I also replaced the stock Bontrager stem with an Easton model.


----------



## cbloy (Feb 10, 2010)

Most of these bikes are to light to compete and, need weights added to be legal... Why not just use an aluminum steerer that won't break? Am I way off in thinking this?

These guys have the best techs...stems too tight?


----------



## grrrah (Jul 22, 2005)

cbloy said:


> Most of these bikes are to light to compete and, need weights added to be legal... Why not just use an aluminum steerer that won't break? Am I way off in thinking this?
> 
> These guys have the best techs...stems too tight?

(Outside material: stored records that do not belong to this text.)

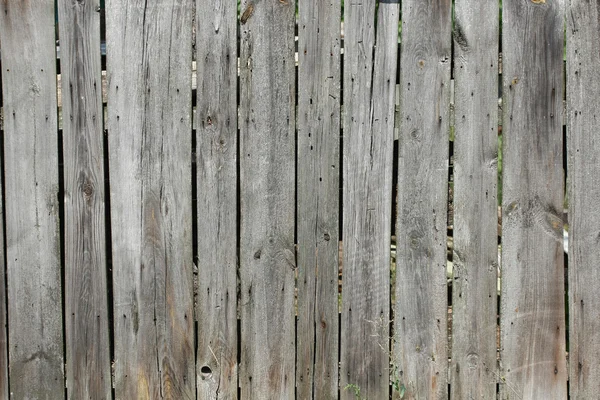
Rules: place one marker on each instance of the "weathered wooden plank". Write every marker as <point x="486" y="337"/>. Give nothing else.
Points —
<point x="475" y="258"/>
<point x="86" y="295"/>
<point x="421" y="297"/>
<point x="267" y="166"/>
<point x="32" y="206"/>
<point x="3" y="317"/>
<point x="149" y="127"/>
<point x="318" y="198"/>
<point x="369" y="95"/>
<point x="583" y="91"/>
<point x="533" y="363"/>
<point x="216" y="45"/>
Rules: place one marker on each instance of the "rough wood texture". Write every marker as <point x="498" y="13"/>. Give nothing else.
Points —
<point x="3" y="317"/>
<point x="475" y="258"/>
<point x="32" y="206"/>
<point x="369" y="94"/>
<point x="318" y="198"/>
<point x="149" y="127"/>
<point x="421" y="299"/>
<point x="267" y="156"/>
<point x="216" y="363"/>
<point x="86" y="296"/>
<point x="533" y="363"/>
<point x="583" y="91"/>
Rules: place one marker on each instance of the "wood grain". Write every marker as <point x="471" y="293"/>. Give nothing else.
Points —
<point x="35" y="327"/>
<point x="267" y="167"/>
<point x="318" y="201"/>
<point x="216" y="138"/>
<point x="475" y="257"/>
<point x="149" y="128"/>
<point x="369" y="96"/>
<point x="86" y="295"/>
<point x="532" y="315"/>
<point x="421" y="298"/>
<point x="583" y="91"/>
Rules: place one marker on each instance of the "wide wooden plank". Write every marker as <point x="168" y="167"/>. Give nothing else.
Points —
<point x="267" y="167"/>
<point x="31" y="199"/>
<point x="475" y="258"/>
<point x="532" y="321"/>
<point x="319" y="70"/>
<point x="421" y="296"/>
<point x="216" y="138"/>
<point x="369" y="95"/>
<point x="149" y="128"/>
<point x="583" y="92"/>
<point x="86" y="295"/>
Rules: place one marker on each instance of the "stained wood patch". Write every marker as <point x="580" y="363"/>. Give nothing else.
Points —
<point x="216" y="138"/>
<point x="35" y="327"/>
<point x="149" y="128"/>
<point x="532" y="315"/>
<point x="475" y="252"/>
<point x="421" y="298"/>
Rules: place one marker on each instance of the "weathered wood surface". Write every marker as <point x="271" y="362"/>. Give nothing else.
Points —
<point x="3" y="316"/>
<point x="421" y="297"/>
<point x="86" y="295"/>
<point x="267" y="167"/>
<point x="31" y="199"/>
<point x="475" y="257"/>
<point x="216" y="139"/>
<point x="318" y="198"/>
<point x="532" y="320"/>
<point x="369" y="95"/>
<point x="583" y="91"/>
<point x="149" y="127"/>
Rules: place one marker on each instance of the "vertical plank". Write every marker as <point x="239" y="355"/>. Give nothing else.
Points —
<point x="3" y="317"/>
<point x="532" y="303"/>
<point x="86" y="301"/>
<point x="216" y="45"/>
<point x="318" y="198"/>
<point x="475" y="259"/>
<point x="421" y="299"/>
<point x="149" y="127"/>
<point x="32" y="208"/>
<point x="583" y="91"/>
<point x="369" y="94"/>
<point x="267" y="167"/>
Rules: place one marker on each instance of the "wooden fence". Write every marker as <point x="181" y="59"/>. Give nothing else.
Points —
<point x="263" y="201"/>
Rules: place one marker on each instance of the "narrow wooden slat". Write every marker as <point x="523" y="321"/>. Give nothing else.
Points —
<point x="369" y="95"/>
<point x="532" y="321"/>
<point x="86" y="301"/>
<point x="475" y="259"/>
<point x="421" y="297"/>
<point x="216" y="45"/>
<point x="267" y="167"/>
<point x="318" y="198"/>
<point x="149" y="128"/>
<point x="583" y="91"/>
<point x="32" y="207"/>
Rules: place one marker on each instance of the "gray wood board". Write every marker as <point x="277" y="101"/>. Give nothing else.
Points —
<point x="318" y="198"/>
<point x="149" y="128"/>
<point x="216" y="138"/>
<point x="532" y="315"/>
<point x="420" y="318"/>
<point x="35" y="326"/>
<point x="583" y="92"/>
<point x="369" y="96"/>
<point x="267" y="167"/>
<point x="475" y="258"/>
<point x="86" y="294"/>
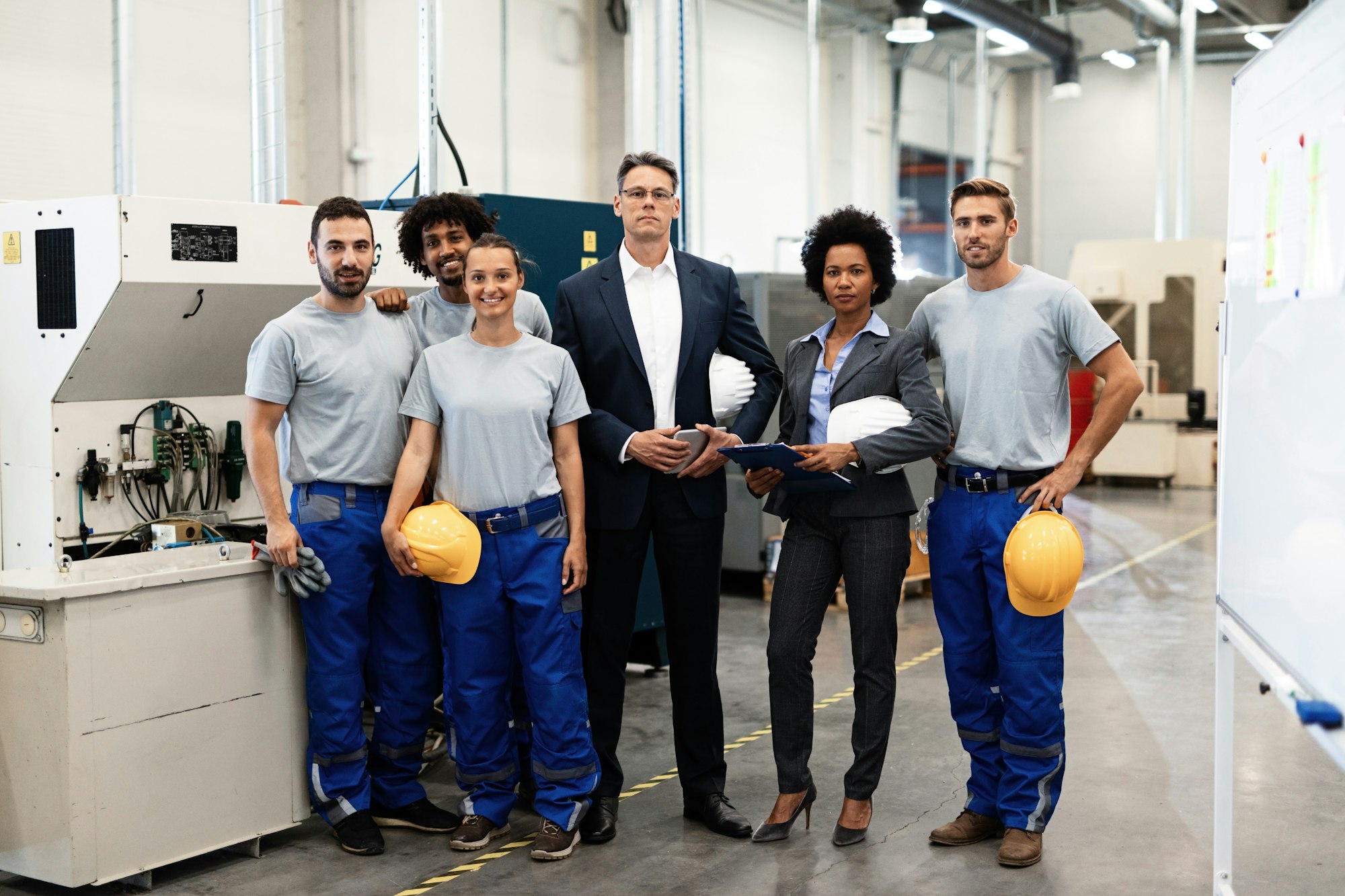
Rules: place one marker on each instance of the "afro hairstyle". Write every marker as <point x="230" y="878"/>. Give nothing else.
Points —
<point x="855" y="227"/>
<point x="445" y="208"/>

Hincapie's bike had an aluminum steerer tube

https://autobus.cyclingnews.com/road/2006/apr06/roubaix06/?id=/tech/2006/features/hincapie_trek


----------



## tbb001 (Oct 1, 2007)

grrrah said:


> Hincapie's bike had an aluminum steerer tube
> 
> http://autobus.cyclingnews.com/road/2006/apr06/roubaix06/?id=/tech/2006/features/hincapie_trek


Yep, and he had crashed hard earlier in the race which caused the damage and ultimately led to the aluminum steerer tube breaking.


----------



## tbb001 (Oct 1, 2007)

Here is the letter that will be sent to Trek 6-series Madone consumers:



> June 15, 2010
> 
> Dear Trek Owner,
> 
> ...


----------



## natedg200202 (Sep 2, 2008)

From Trek's response:

"a) installing a different, incompatible brand or model of
handlebar stem than the one that came with their bike,
or"

I'm not that familiar with Trek's but do they not offer the frame for sale alone? Do they always provide a stem with any frame?


----------



## MarvinK (Feb 12, 2002)

No, I don't think the Madone is available as a frameset anymore. Very few Trek bikes are.


----------



## wedge962005 (Jan 4, 2010)

My new P1 6 series is down and out. Tech inspection found two cracks in the steerer. I'm pretty sad about it being down in the middle of the season. I'm pretty amazed by all the problems I've had with the bike. Thankfully my shop is really good and they are taking care of me. I heard one of them on the phone with Trek and getting asked about me possibly screwing it up. That is annoying considering how many problems are out there and how this is clearly either a design or manufacturing issue. Hopefully they will come good on this.


----------